10月に実施される総選挙の動向・e-Sportsとカプコン株・セコム株等

■10月に実施される総選挙の動向・e-Sportsとカプコン株・セコム株等

毎年恒例ですが、今年も『2018長谷川慶太郎の大局を読む』(発行:李白社、発売:徳間書店)を刊行します。3年ぶりの総選挙を行う日本、迷走するトランプ政権のアメリカ、核実験と弾道ミサイル発射を繰り返す北朝鮮、EU離脱に苦しむイギリス、最高指導部メンバーが入れ替わる中国などについて現状の分析と今後の展望を詳述しました。10月中旬には全国の書店に並びます。ご期待ください。

●今しかないタイミングで衆議院の総選挙実施を決断した安倍首相

9月25日に安倍晋三首相は、9月28日召集の臨時国会冒頭に衆議院を解散すると表明し、これを少子高齢化や緊迫する北朝鮮情勢に対応するための「国難突破解散」と命名しました。また、「総選挙では自民党と公明党の与党で過半数を超えることが勝敗ライン」として過半数を達成できなければ「辞任する」とも明言しました。総選挙は10月10日に公示され10月22日投開票が行われます。

9月26日現在、定数475の衆議院の議席は自民党287、民進党87、公明党35、共産党21、日本維新の会15、自由党2、社民党2、無所属23、欠員3という内訳です。過半数は238議席ですが、与党は合わせて322議席で過半数を大幅に超えています。ただし次の総選挙の衆議院定数は戦後最も少ない465へと変更されました。それで過半数も233議席へと減るため、与党は次の総選挙でたとえ89議席減らしたとしても過半数を維持することができます。

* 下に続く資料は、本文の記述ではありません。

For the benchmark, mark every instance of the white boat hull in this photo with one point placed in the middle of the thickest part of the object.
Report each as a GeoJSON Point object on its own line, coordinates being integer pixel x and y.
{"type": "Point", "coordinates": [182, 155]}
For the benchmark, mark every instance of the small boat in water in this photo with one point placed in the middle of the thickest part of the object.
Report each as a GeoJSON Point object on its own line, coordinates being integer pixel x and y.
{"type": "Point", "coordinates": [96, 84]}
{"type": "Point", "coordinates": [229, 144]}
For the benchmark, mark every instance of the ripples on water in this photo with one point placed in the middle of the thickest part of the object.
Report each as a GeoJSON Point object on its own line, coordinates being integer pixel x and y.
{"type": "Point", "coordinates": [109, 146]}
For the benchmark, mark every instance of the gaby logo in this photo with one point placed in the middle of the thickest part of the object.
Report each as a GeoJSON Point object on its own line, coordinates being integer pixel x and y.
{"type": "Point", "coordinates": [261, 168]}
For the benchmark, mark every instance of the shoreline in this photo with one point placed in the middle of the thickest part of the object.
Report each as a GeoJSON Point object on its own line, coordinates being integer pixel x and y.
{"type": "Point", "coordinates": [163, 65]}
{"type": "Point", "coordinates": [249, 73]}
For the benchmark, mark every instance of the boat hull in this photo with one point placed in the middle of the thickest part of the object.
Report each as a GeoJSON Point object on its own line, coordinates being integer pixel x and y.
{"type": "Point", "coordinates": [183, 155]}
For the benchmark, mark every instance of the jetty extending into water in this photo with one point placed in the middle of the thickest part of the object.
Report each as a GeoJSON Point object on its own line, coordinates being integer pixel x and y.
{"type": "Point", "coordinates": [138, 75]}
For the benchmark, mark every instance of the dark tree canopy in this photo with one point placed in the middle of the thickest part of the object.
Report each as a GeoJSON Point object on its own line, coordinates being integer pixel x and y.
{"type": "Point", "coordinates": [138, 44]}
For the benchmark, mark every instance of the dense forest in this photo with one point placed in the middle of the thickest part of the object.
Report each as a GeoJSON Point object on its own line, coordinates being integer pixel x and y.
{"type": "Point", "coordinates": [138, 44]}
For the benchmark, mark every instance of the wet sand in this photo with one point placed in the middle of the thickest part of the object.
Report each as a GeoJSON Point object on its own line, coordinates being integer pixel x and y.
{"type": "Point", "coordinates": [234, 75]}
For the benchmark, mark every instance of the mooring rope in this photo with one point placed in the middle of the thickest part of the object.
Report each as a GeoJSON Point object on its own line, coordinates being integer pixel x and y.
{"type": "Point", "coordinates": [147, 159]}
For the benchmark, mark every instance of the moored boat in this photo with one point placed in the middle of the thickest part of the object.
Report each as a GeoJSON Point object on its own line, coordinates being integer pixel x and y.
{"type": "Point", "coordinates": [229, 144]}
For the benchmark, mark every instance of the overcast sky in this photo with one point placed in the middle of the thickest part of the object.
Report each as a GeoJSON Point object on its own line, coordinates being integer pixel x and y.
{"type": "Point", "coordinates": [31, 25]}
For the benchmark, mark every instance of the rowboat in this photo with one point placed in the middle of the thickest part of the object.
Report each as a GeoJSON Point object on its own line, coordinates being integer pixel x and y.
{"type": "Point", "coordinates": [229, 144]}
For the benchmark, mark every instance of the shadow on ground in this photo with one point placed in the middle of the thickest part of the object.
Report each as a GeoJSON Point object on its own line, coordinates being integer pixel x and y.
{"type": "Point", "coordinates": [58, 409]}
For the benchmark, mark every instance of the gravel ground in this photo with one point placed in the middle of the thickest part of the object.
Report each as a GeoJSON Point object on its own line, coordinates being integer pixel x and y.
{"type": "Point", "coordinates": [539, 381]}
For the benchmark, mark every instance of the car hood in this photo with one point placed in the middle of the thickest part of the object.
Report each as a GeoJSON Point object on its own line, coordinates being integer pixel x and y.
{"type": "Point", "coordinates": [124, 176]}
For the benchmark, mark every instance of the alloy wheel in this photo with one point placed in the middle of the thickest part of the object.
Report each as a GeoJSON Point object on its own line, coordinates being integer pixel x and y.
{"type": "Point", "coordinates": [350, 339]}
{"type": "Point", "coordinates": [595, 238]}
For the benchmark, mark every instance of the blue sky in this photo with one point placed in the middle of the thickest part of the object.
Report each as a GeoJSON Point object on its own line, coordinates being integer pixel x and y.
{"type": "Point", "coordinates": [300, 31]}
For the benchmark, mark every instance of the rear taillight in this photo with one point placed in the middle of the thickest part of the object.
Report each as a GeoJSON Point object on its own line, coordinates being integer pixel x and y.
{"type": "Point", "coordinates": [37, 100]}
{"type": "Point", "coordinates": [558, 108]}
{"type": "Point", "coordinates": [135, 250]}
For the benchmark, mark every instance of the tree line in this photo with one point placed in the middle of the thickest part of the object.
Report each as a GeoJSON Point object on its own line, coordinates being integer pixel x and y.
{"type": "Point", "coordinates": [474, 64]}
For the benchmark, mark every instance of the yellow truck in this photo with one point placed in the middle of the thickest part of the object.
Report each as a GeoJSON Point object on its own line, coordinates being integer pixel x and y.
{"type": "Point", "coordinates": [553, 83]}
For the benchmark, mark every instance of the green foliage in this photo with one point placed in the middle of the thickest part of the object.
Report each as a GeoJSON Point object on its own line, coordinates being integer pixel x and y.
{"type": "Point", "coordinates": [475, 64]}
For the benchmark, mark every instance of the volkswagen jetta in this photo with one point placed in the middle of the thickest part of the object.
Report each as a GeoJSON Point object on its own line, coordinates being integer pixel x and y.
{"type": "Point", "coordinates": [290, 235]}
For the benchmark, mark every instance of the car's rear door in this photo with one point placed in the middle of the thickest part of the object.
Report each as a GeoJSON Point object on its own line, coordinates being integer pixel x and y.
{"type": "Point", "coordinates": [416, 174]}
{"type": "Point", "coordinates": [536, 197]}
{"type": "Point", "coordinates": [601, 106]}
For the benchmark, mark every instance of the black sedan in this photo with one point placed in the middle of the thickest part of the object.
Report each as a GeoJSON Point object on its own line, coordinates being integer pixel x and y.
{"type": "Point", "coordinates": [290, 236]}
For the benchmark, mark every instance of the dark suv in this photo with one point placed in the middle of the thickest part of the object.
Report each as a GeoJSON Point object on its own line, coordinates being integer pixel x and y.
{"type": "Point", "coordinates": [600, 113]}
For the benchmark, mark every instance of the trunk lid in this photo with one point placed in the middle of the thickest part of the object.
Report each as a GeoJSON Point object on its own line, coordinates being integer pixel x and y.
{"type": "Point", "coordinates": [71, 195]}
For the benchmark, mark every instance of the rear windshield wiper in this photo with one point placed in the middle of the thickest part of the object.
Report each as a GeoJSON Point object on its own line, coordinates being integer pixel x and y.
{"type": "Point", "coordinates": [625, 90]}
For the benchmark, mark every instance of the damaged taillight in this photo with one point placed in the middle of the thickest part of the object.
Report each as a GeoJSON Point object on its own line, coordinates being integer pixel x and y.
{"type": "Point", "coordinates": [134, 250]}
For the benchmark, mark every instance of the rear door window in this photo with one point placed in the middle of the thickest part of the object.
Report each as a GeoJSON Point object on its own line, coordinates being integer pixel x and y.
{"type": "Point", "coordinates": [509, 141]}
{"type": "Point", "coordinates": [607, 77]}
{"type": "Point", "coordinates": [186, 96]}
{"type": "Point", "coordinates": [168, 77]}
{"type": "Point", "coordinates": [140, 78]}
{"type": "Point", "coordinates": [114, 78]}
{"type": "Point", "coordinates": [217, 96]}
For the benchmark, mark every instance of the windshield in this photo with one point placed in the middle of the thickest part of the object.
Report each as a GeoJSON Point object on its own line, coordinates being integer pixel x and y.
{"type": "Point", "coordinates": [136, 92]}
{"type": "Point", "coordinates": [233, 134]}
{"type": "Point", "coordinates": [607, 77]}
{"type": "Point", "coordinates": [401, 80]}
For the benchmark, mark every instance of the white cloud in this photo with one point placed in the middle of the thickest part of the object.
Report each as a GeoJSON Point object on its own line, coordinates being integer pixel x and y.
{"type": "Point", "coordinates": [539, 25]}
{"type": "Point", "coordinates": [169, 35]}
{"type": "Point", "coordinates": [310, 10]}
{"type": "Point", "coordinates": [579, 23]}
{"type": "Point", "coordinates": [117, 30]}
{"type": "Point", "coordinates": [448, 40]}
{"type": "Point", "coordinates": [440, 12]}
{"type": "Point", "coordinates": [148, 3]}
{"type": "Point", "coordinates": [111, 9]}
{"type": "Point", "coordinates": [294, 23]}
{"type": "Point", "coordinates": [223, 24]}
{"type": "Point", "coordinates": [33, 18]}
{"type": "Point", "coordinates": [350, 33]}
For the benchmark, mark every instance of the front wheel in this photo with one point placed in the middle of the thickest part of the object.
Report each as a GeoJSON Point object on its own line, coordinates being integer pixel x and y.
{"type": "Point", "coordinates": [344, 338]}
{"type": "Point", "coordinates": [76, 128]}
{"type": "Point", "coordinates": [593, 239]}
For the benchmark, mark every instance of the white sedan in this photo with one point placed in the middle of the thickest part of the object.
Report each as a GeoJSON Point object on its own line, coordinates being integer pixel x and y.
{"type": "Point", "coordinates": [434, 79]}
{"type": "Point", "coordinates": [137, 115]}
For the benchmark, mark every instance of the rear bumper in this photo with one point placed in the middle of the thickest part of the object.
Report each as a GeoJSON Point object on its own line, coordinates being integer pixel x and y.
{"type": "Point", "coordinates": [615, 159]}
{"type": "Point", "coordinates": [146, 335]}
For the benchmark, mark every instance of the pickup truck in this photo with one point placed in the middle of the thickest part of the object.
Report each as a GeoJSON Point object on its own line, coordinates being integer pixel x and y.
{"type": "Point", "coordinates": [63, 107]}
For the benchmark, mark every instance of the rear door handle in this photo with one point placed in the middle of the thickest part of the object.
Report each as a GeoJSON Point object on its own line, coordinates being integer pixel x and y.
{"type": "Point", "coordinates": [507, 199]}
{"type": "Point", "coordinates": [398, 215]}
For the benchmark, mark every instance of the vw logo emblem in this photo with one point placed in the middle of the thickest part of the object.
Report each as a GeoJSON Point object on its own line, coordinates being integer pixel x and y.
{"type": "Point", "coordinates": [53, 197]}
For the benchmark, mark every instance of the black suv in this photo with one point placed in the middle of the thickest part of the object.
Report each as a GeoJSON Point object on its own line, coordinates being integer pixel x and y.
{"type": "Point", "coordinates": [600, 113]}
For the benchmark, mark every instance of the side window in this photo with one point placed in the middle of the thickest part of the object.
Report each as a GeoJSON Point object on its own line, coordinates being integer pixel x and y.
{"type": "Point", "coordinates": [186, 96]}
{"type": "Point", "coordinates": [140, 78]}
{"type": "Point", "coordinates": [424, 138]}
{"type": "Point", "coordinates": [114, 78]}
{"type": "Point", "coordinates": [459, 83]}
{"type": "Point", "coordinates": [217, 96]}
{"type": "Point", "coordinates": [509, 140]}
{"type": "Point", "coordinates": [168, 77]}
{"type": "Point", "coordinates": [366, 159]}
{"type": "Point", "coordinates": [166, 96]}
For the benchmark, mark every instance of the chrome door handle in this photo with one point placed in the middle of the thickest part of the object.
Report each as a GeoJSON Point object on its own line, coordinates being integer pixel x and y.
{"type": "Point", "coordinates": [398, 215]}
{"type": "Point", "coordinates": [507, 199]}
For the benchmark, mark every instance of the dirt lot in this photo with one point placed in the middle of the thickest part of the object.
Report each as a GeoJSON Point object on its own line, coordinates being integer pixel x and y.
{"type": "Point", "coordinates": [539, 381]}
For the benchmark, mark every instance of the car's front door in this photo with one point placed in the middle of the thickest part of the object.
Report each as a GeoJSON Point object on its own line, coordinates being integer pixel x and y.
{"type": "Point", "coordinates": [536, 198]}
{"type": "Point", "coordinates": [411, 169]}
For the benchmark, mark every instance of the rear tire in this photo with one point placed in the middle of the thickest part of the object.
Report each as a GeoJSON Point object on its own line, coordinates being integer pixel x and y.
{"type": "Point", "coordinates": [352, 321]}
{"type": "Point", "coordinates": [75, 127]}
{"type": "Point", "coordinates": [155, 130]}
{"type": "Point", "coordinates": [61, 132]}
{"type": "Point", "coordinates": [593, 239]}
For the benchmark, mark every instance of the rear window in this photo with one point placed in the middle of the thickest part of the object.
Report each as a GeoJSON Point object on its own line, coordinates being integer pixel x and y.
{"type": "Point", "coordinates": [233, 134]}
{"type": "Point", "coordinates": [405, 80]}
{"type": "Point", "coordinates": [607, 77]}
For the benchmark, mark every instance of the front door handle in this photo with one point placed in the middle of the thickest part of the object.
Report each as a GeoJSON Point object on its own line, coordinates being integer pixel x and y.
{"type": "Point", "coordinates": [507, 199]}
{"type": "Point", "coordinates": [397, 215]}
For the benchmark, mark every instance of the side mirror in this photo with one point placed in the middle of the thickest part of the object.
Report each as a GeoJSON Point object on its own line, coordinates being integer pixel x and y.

与党の過半数維持は容易ではあるものの、安倍首相が次の総選挙で本当に狙っているのは憲法改正の発議ができる3分の2の維持です。3分の2というのは定数475なら317議席なので、それも与党は軽くクリアしてきました。定数465となると3分の2も310議席へとやはり減りますから、次の選挙で与党は12議席減らしたとしても3分の2を維持できます。

しかしこの3分の2という議席を維持するために安倍首相が総選挙に打って出るタイミングは今の時期しかなかったでしょう。というのも、野党第1党の民進党が弱体化し、小池新党が国政に向けた準備に手間取っているからです。